Empirical Likelihood Inference for Non-probability Survey Samples Presented by Changbao Wu
In this presentation, we first provide an overview of two major developments on complex survey data analysis: the empirical likelihood methods and statistical inference with non-probability survey samples. We then propose new inferential procedures on analyzing non-probability survey samples through the pseudo empirical likelihood approach. The proposed methods lead to asymptotically equivalent point estimators that have been discussed in the recent literature but possess more desirable features on confidence intervals such as range-respecting and data-driven orientation. We conclude with some further discussions on issues and problems related to the topic.
About Changbao Wu
Changbao is Professor of Statistics in the Department of Statistics and Actuarial Science at University of Waterloo.
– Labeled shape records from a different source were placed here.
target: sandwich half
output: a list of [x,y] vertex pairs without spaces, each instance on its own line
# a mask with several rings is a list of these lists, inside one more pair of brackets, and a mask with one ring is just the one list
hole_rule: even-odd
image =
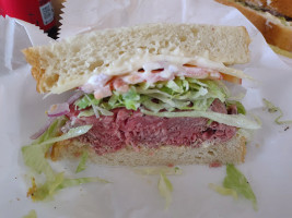
[[[277,52],[292,58],[291,0],[217,0],[238,9]],[[282,50],[282,51],[281,51]]]
[[87,154],[114,166],[241,164],[242,130],[259,125],[240,102],[248,76],[226,64],[248,62],[249,41],[244,27],[144,24],[27,48],[39,93],[73,90],[32,138],[54,129],[52,160]]

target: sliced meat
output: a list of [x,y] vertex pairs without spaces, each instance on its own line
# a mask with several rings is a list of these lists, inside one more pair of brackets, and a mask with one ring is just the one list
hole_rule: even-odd
[[[70,116],[75,118],[74,107]],[[226,107],[215,99],[210,110],[227,113]],[[208,123],[207,118],[160,118],[145,116],[142,112],[116,108],[113,116],[101,118],[83,117],[75,119],[73,126],[93,124],[84,135],[79,136],[82,143],[91,144],[97,154],[113,153],[127,145],[133,147],[200,146],[205,141],[225,142],[236,133],[236,128],[218,122]]]

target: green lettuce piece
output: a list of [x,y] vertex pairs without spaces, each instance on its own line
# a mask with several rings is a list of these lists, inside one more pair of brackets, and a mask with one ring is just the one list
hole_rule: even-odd
[[241,104],[240,101],[237,101],[237,100],[227,100],[226,101],[226,106],[230,107],[231,105],[236,105],[238,113],[242,113],[244,116],[246,114],[246,110],[245,110],[243,104]]
[[174,191],[174,189],[173,184],[164,172],[160,173],[159,191],[161,196],[165,198],[165,208],[167,209],[170,207],[170,204],[172,203],[172,192]]
[[266,98],[262,98],[264,104],[266,105],[266,108],[270,113],[279,112],[280,114],[275,119],[275,122],[279,125],[281,124],[292,124],[292,120],[285,120],[280,121],[280,119],[284,116],[281,108],[275,106],[271,101],[267,100]]
[[[75,105],[80,110],[92,106],[96,117],[100,113],[110,116],[112,113],[108,111],[119,107],[137,110],[143,106],[152,112],[162,109],[167,111],[175,109],[206,111],[215,98],[224,102],[226,96],[226,87],[224,88],[223,83],[176,77],[173,81],[157,82],[151,85],[148,83],[136,84],[125,94],[114,90],[110,97],[101,99],[95,104],[92,104],[93,95],[85,95],[77,100]],[[155,99],[154,102],[153,99]]]
[[23,216],[23,218],[37,218],[36,211],[32,209],[27,215]]
[[85,109],[90,106],[98,106],[101,100],[94,98],[93,94],[85,94],[82,98],[78,99],[74,105],[79,107],[79,109]]
[[45,157],[45,154],[52,144],[85,134],[92,128],[92,125],[78,126],[69,130],[68,133],[58,136],[59,129],[62,124],[62,120],[56,120],[38,140],[31,145],[22,147],[24,164],[36,173],[44,173],[46,178],[46,181],[43,184],[36,184],[35,178],[33,178],[32,187],[27,192],[27,195],[32,196],[33,201],[51,199],[57,191],[67,186],[87,182],[107,182],[100,178],[68,179],[63,177],[63,172],[54,171]]
[[210,183],[208,186],[221,195],[231,195],[231,196],[233,196],[234,199],[238,198],[237,192],[235,192],[235,190],[223,187],[221,185],[217,185],[213,183]]
[[234,190],[236,193],[243,195],[245,198],[252,201],[254,209],[257,210],[257,199],[250,184],[244,174],[237,170],[233,165],[226,166],[226,177],[223,181],[223,186]]
[[36,184],[33,179],[33,185],[28,190],[27,195],[32,196],[33,201],[48,201],[52,199],[55,193],[59,190],[58,186],[63,182],[63,172],[54,173],[50,178],[47,178],[43,184]]
[[135,86],[131,86],[131,88],[121,96],[127,109],[137,110],[140,107],[140,95],[136,92]]
[[89,158],[89,153],[86,150],[84,150],[82,156],[81,156],[80,162],[77,167],[75,173],[81,172],[81,171],[86,169],[87,158]]
[[243,114],[225,114],[212,111],[183,111],[183,112],[151,112],[141,109],[144,114],[157,116],[164,118],[182,118],[182,117],[192,117],[192,118],[208,118],[210,120],[223,123],[226,125],[232,125],[236,128],[256,130],[260,128],[260,124],[256,121],[248,120]]
[[183,170],[179,167],[147,167],[147,168],[135,168],[133,170],[138,174],[161,174],[162,172],[164,174],[171,174],[171,175],[177,175],[182,174]]

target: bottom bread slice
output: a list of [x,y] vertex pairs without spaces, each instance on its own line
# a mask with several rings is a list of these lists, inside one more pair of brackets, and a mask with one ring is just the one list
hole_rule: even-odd
[[77,138],[58,142],[52,146],[52,160],[80,158],[85,150],[90,159],[107,166],[175,166],[208,164],[242,164],[246,153],[246,138],[240,134],[225,143],[205,142],[200,147],[171,146],[159,148],[127,146],[115,153],[98,155],[94,149],[81,144]]

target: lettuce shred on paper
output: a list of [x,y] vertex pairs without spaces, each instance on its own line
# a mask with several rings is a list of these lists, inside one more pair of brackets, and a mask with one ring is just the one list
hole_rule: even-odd
[[32,187],[28,190],[27,196],[31,196],[33,201],[51,199],[57,191],[68,186],[89,182],[108,183],[108,181],[101,178],[68,179],[65,178],[63,172],[56,172],[51,168],[45,155],[52,144],[85,134],[92,128],[91,125],[78,126],[69,130],[68,133],[61,136],[57,136],[57,130],[59,130],[62,124],[62,118],[56,120],[38,140],[34,141],[31,145],[22,147],[24,164],[35,173],[44,174],[46,178],[43,184],[36,182],[36,177],[32,178]]

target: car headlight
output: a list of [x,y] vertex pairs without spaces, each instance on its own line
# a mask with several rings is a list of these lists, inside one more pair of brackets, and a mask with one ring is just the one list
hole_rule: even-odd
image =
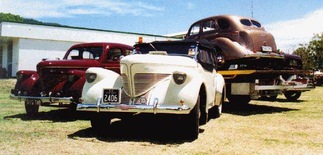
[[17,78],[17,81],[20,81],[22,80],[23,76],[22,74],[17,74],[16,78]]
[[75,78],[75,76],[74,75],[72,75],[72,74],[67,75],[67,79],[70,82],[71,82],[71,83],[73,82],[74,81]]
[[173,78],[177,85],[181,85],[186,80],[186,74],[185,73],[176,73],[173,74]]
[[86,73],[85,76],[86,77],[86,81],[89,83],[92,83],[96,79],[96,73]]

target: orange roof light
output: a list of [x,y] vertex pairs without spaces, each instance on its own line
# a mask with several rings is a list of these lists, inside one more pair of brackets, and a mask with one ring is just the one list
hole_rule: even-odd
[[142,37],[139,37],[139,40],[138,41],[139,43],[142,43]]

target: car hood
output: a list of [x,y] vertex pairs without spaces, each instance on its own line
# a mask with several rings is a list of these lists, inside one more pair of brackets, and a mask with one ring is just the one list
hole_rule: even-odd
[[100,67],[102,64],[96,60],[62,60],[42,61],[37,64],[37,68],[45,67]]
[[193,59],[183,56],[156,54],[134,54],[123,58],[120,63],[130,66],[134,63],[151,63],[197,67],[197,62]]

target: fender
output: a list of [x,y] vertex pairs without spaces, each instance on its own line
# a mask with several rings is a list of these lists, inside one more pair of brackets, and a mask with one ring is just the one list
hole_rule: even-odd
[[37,95],[40,88],[37,86],[37,82],[39,79],[39,76],[36,71],[33,70],[19,70],[17,74],[23,75],[23,79],[17,82],[15,86],[15,90],[17,91],[27,91],[28,93],[32,94],[32,95]]
[[[222,98],[222,96],[224,95],[224,98],[226,98],[225,91],[225,82],[222,75],[219,73],[217,73],[217,86],[216,88],[216,101],[214,101],[214,105],[219,106]],[[224,92],[223,90],[224,89]]]
[[158,98],[158,105],[180,106],[180,100],[184,101],[184,105],[192,109],[195,105],[200,88],[202,84],[202,76],[196,71],[185,72],[187,80],[184,83],[178,85],[172,76],[170,79],[158,84],[152,90],[149,105],[153,105],[153,100]]
[[239,59],[244,57],[244,55],[251,51],[241,46],[238,42],[230,39],[219,37],[211,41],[212,44],[222,50],[226,60]]
[[122,88],[121,76],[107,69],[91,67],[86,73],[96,74],[96,78],[92,83],[85,82],[82,91],[82,98],[84,103],[96,103],[99,97],[102,97],[104,88]]

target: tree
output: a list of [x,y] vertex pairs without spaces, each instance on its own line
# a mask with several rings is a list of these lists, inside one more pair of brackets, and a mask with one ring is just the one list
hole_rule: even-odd
[[303,69],[323,70],[323,33],[314,34],[308,44],[300,45],[293,54],[302,57]]

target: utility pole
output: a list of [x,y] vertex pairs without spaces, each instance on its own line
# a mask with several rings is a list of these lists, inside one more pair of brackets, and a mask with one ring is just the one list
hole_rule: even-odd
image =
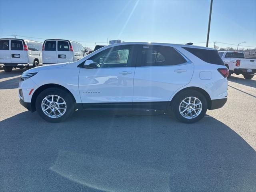
[[236,50],[237,51],[238,50],[238,46],[239,45],[239,44],[241,44],[241,43],[246,43],[246,42],[245,41],[244,42],[242,42],[242,43],[239,43],[237,44],[237,50]]
[[212,18],[212,0],[211,0],[211,4],[210,6],[210,14],[209,14],[209,21],[208,22],[208,31],[207,32],[207,40],[206,40],[206,47],[208,47],[209,44],[209,35],[210,34],[210,27],[211,25],[211,19]]
[[216,44],[216,43],[217,42],[216,41],[214,41],[213,42],[214,43],[214,48],[215,49],[215,44]]

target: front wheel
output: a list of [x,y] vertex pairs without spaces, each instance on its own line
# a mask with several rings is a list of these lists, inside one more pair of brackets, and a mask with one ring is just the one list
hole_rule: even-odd
[[244,75],[244,77],[246,79],[251,79],[254,76],[253,75]]
[[186,90],[178,93],[172,104],[175,117],[185,123],[198,121],[204,117],[207,110],[205,97],[195,90]]
[[70,94],[58,88],[44,90],[39,94],[36,101],[36,108],[39,115],[52,123],[63,121],[70,117],[75,105]]
[[4,70],[6,72],[12,72],[12,67],[6,67],[4,66]]

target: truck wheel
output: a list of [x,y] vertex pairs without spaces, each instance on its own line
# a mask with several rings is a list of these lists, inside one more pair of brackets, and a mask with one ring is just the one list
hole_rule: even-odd
[[38,67],[38,66],[39,66],[39,64],[38,63],[37,61],[35,60],[35,61],[34,62],[33,65],[34,65],[33,66],[34,67]]
[[6,72],[12,72],[12,67],[6,67],[4,66],[4,70]]
[[59,88],[48,88],[39,94],[36,108],[41,117],[52,123],[63,121],[74,111],[75,102],[70,94]]
[[176,95],[172,101],[172,108],[175,117],[185,123],[197,122],[207,110],[205,97],[195,90],[186,90]]
[[244,77],[246,79],[251,79],[254,76],[253,75],[244,75]]

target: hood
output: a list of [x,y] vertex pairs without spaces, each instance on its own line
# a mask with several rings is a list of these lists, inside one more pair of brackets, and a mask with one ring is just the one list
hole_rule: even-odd
[[69,63],[72,63],[73,62],[68,62],[67,63],[57,63],[56,64],[51,64],[48,65],[43,65],[32,69],[29,69],[24,72],[23,74],[26,74],[28,73],[36,73],[39,71],[42,70],[48,70],[54,68],[57,68],[58,67],[62,67],[66,65]]

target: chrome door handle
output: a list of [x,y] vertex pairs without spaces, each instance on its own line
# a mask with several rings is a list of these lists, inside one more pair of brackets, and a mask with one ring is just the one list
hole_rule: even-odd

His main research interests include design and analysis of complex surveys, resampling techniques, missing data analysis and causal inference, and data integration. He is Fellow of ASA, Fellow of IMS, Elected Member of ISI, and was the winner of the CRM-SSC Prize in Statistics in 2012. He has served on several editorial boards including CJS, JASA and Biometrika. He is the lead author of the book Sampling Theory and Practice (with Mary Thompson) published by Springer in 2020.
Innovations in Data Analytics and Data Science: What’s New at Statistics Canada?
This panel session will feature developments in data analytics and data science at Statistics Canada, including simulation methods and datasets, new research projects, available data resources, and innovative processes and practices to ensure analytic approaches are transparent and equitable.
EDI Town Hall Speakers
Bouchra Nasri is Assistant Professor at the School of Public Health of Univesité de Montréal. Her research interests are dependence modelling, time series, and more recently spatial modelling. She also authored and co-authored several R packages.
The main applications targeted by her research projects are related to climate change, public health, and infectious diseases modelling. Dr. Nasri is an associate director of the new infectious diseases network OMNI-RÉUNIS and co-lead of the data theme for the network. Her work is funded by multiple provincial and federal agencies. Her work is statistics is found mainly by NSERC and FRQNT. Her applied work in public health is found by multiple source such as CIHR, CReSP, ESPUM, PHAC and more recently MfPH and OMNI-RÉUNIS. Finally, Dr. Nasri is Chercheure boursière Junior 1 in Artificial intelligence in health and digital health
Don Estep, Scientific Director at CANSSI and Simon Fraser University Science Professor, is a mathematician and statistician who collaborates with scientists and engineers to develop algorithms and models for a range of problems in ecology, physics and engineering. He has applied his research to detect black holes, forecast hurricane storm surges, measure electromagnetic scattering and predict fusion reaction. By examining the behavior of complex multi-physics systems and subsequently creating computational and statistical models Estep can predict behavior, quantify uncertainty and ultimately mitigate hazards.